8 Pieces of Playground Equipment That Basically Violate the Geneva Convention

Constructed at the intersection of pain and pleasure

As a child born in 1990, who went to a public school system that received approximately $3.50 per decade to spend as they please, Im well-versed in antiquated playground equipment. Were they fun, in a thrill-seeking sort of way? Yes. At the same time, safer playgrounds are probably a godsend for school nurses, who are no longer running a little war hospital for children who got thrown off the monkey bars.
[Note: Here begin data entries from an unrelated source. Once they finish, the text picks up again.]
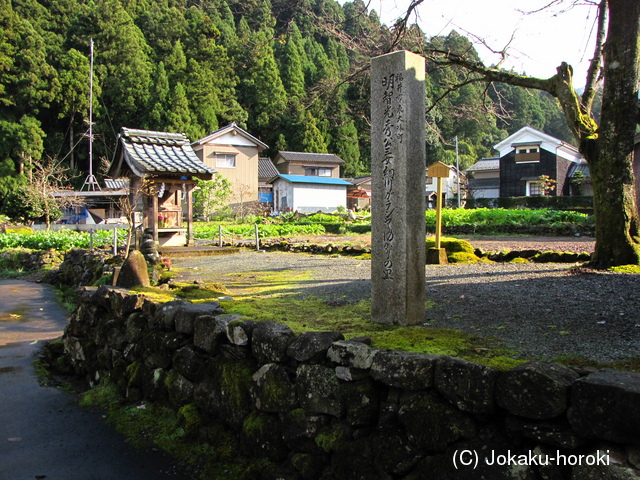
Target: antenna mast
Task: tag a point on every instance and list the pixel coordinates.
(91, 182)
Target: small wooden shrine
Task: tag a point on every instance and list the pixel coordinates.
(163, 170)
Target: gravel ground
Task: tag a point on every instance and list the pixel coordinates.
(540, 310)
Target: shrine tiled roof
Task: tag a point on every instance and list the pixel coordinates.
(149, 152)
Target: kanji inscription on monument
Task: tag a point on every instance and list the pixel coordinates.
(398, 188)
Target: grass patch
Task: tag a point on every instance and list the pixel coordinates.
(151, 425)
(354, 320)
(629, 364)
(631, 269)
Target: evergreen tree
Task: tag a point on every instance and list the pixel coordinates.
(179, 116)
(293, 57)
(261, 91)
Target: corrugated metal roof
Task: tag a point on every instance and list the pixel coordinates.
(116, 183)
(310, 157)
(266, 168)
(314, 180)
(485, 164)
(161, 152)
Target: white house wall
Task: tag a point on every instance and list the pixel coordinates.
(311, 198)
(308, 198)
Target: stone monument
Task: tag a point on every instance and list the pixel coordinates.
(398, 163)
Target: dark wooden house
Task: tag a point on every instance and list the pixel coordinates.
(162, 169)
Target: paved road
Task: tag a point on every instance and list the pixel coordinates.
(43, 432)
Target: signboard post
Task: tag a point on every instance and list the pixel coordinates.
(438, 255)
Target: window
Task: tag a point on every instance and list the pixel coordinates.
(225, 160)
(528, 150)
(317, 171)
(534, 189)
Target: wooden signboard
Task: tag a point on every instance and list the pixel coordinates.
(438, 170)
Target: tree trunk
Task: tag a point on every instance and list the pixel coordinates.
(610, 156)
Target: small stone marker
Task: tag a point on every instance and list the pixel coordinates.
(134, 271)
(398, 188)
(438, 255)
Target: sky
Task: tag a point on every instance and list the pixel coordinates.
(541, 41)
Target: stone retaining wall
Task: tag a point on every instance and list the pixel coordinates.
(314, 406)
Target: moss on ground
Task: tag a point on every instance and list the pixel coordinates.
(458, 251)
(151, 425)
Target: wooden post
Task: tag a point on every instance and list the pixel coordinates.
(154, 215)
(257, 239)
(438, 255)
(190, 240)
(439, 213)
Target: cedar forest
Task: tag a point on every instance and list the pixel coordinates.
(292, 73)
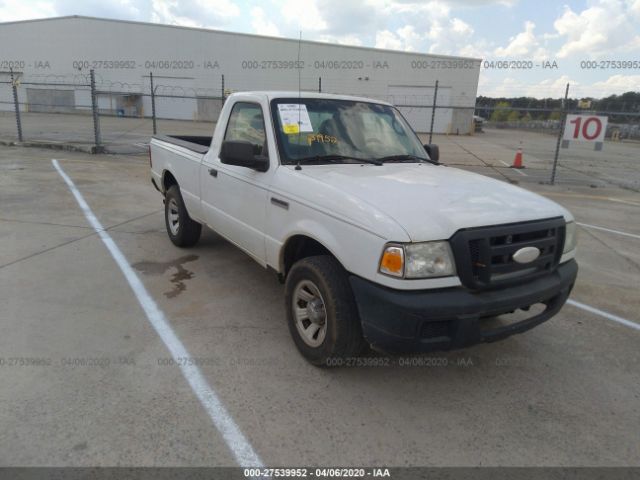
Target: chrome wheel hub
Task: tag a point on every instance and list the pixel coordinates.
(309, 313)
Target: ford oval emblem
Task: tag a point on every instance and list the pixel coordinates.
(526, 255)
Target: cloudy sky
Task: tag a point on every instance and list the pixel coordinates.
(544, 32)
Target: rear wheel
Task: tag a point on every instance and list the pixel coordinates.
(182, 230)
(321, 311)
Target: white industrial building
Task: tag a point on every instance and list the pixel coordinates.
(192, 66)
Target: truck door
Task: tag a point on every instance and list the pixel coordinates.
(234, 198)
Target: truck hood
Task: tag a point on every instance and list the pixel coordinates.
(432, 202)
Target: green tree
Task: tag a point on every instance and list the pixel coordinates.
(500, 114)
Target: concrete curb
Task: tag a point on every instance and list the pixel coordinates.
(69, 147)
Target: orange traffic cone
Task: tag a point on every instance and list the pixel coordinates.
(517, 161)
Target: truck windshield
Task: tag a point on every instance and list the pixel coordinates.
(319, 130)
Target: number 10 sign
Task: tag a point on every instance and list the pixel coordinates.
(584, 128)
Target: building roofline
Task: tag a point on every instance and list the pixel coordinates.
(224, 32)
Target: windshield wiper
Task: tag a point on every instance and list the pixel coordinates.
(336, 159)
(405, 158)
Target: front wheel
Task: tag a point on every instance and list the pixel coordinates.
(182, 230)
(321, 311)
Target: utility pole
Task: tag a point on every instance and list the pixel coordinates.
(563, 119)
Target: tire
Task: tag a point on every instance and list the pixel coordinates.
(182, 230)
(319, 288)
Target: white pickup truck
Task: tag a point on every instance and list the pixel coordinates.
(377, 243)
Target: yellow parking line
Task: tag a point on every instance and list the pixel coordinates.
(591, 197)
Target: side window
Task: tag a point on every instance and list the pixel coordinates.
(246, 123)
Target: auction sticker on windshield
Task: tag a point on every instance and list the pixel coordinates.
(294, 118)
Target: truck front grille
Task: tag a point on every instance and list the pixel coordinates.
(484, 255)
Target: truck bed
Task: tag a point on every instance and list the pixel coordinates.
(194, 143)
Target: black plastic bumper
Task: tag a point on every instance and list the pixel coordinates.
(451, 318)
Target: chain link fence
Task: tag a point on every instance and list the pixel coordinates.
(90, 112)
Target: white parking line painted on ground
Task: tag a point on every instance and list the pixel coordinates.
(516, 169)
(596, 227)
(607, 315)
(236, 441)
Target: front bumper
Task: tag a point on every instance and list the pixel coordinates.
(452, 318)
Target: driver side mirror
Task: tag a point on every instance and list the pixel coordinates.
(433, 151)
(241, 154)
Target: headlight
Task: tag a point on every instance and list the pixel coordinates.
(570, 237)
(418, 260)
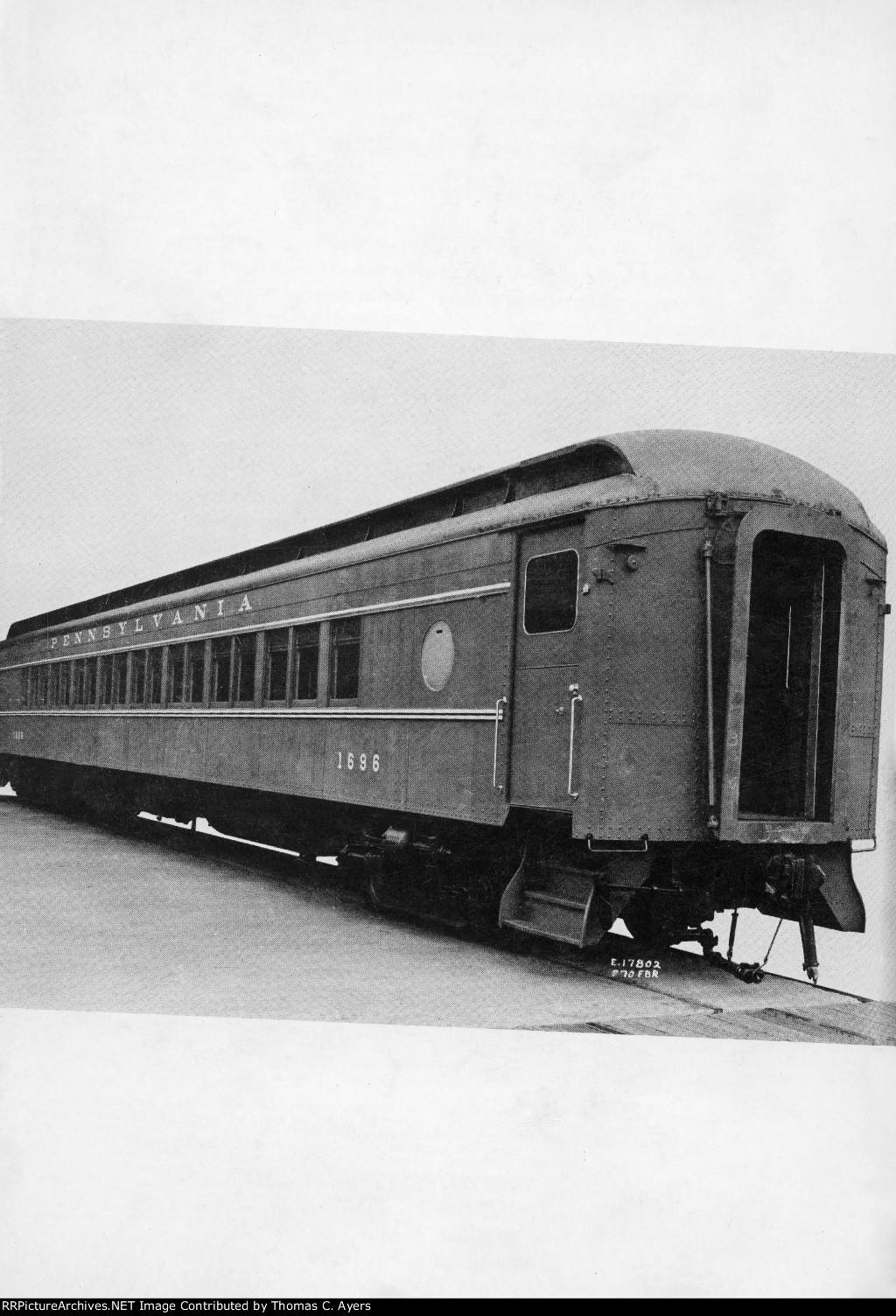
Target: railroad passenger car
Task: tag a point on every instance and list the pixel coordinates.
(639, 676)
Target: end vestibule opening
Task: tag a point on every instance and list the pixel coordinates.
(789, 704)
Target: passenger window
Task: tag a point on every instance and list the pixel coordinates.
(304, 662)
(138, 676)
(276, 665)
(551, 592)
(65, 676)
(154, 676)
(345, 658)
(90, 682)
(195, 673)
(221, 650)
(243, 663)
(175, 691)
(106, 681)
(119, 678)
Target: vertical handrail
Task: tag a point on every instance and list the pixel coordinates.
(577, 699)
(710, 713)
(499, 716)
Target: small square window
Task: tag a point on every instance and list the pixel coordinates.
(551, 592)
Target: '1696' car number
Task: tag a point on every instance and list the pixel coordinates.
(358, 762)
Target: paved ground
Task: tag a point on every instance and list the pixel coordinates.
(164, 921)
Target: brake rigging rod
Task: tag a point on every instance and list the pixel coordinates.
(808, 934)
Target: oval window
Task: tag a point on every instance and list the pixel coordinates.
(437, 657)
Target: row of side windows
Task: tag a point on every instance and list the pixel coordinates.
(273, 668)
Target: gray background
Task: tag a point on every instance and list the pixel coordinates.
(682, 172)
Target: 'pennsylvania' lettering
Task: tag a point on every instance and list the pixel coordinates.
(162, 621)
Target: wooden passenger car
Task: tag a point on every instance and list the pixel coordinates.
(641, 674)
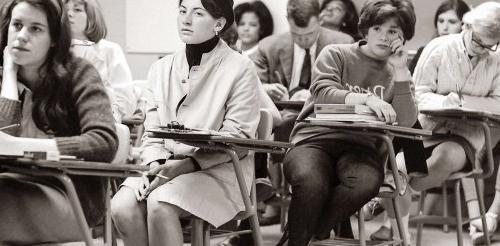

Here are eight pieces of playground equipment with a body count…

Merry-Go-Rounds

kristinafh

No, not the giant, slow carnival rides that I assume someone, at some point, had fun on — before they just became a place to get killed in a horror movie. Instead, I’m talking about the spinning, glorified scaffolding that taught children a hard lesson about centripetal force. Maybe they assumed a group of singing kids would calmly pedal these things around, but we ended up with a vomitron that either ended up with school lunch in the wood chips, or a concussion.

Metal Slides

The pain of a metal slide during a hot day is well-trod territory, so I won’t spend too much time going back over it. Still, metal slides really needed a second round of notes before they were greenlit. On the bright side, you could use them to cauterize whatever injury you sustained on another piece of metal equipment.

The Giant Stride

Library of Congress

You may not be familiar with this one, given that the National Recreation Association recommended they be banned in 1921. Do you know how dangerous something has to be to be banned in 1921? Kids’ favorite activities in 1921 were things like pushing each other into quarries and playing tackle football on a highway. The merry-go-round’s even more dangerous big brother, the giant stride was a pole with a bunch of swings hanging off of it that kids would run and either hang off of or stand on. All the outward force of a merry-go-round, now a couple feet off the ground! Not to mention that when in motion, there were multiple metal, child-occupied tentacles whipping around like a blender blade at head-height.

Seesaws

Public Domain

There’s the prescribed image of operating a see-saw, a gentle, soft back-and-forth between two whistling children, or some sort of frog in a storybook. They’re shown as two participants floating softly up and down in turn, enjoying moments of weightlessness. The thing is, I’ve never seen one operate like this IRL. Immediately, they become a test of strength conducted over a central fulcrum — the object being either to catapult the person on the other side into a life of slight memory loss, or to slam them to the ground so hard their coccyx shoots out and hits another kid in the eye.

Jungle Gyms

Public Domain

I have nothing against jungle gyms as a bit of climbing fun. Sure, there’s a bit of a fall risk, but unless you cut down every tree in the vicinity, kids are going to find something they’re not supposed to jump off of regardless. Where the problem with jungle gyms arises, is that, as structures of enclosed metal bars, they immediately become penitentiaries, and putting a metal jungle gym into a schoolyard creates a tiny Stanford Prison Experiment designed to dehumanize children with inhalers.

Those Seated Swings

Michael Rivera

I understand these things are designed for top-heavy toddlers who aren’t capable of holding themselves vertically, but by god, were they torturous. I don’t remember my first birthday, but I have a vague memory from the blackness of crying because of the friction burns on the inside of what I would later learn were called “thighs.” Not to mention that when you’re designing something specifically for big-headed babies, you should make sure they don’t constantly flip over and drop them directly on their fontanelle.

The Small Dodgeballs

Jwoodlee3

Throwing stuff at other children is generally discouraged, which is good because otherwise the one kid with a mullet and a less-than-ideal home situation would be going Shohei Ohtani on kids’ heads with every rock he found at recess. Dodgeball, however, is the one time it’s allowed, because the balls are soft and bouncy and will leave you with a textural faceprint at worst. At least, the normal-sized ones would. But there were always sown, like seeds of chaos, a couple dodgeballs the size of a softball, at which inflation is a non-variable. Twelve cubic inches of air doesn’t do much when it’s in a ball capable of being submarined at the kid looking wistfully at the Game Boy in his backpack. Even when they missed, you could hear them whistle as they passed and took out a gym wall panel.

Pretty Much Anything, Thanks to Kids’ Minds

Pixabay

The fact is, that trying to make playgrounds safe is a fool’s errand. This is because children are little freaks put on this earth to test drive the durability of every bone in their tiny bodies. You could give them a sponge, and they’d make up a game to see who could swallow the most of it.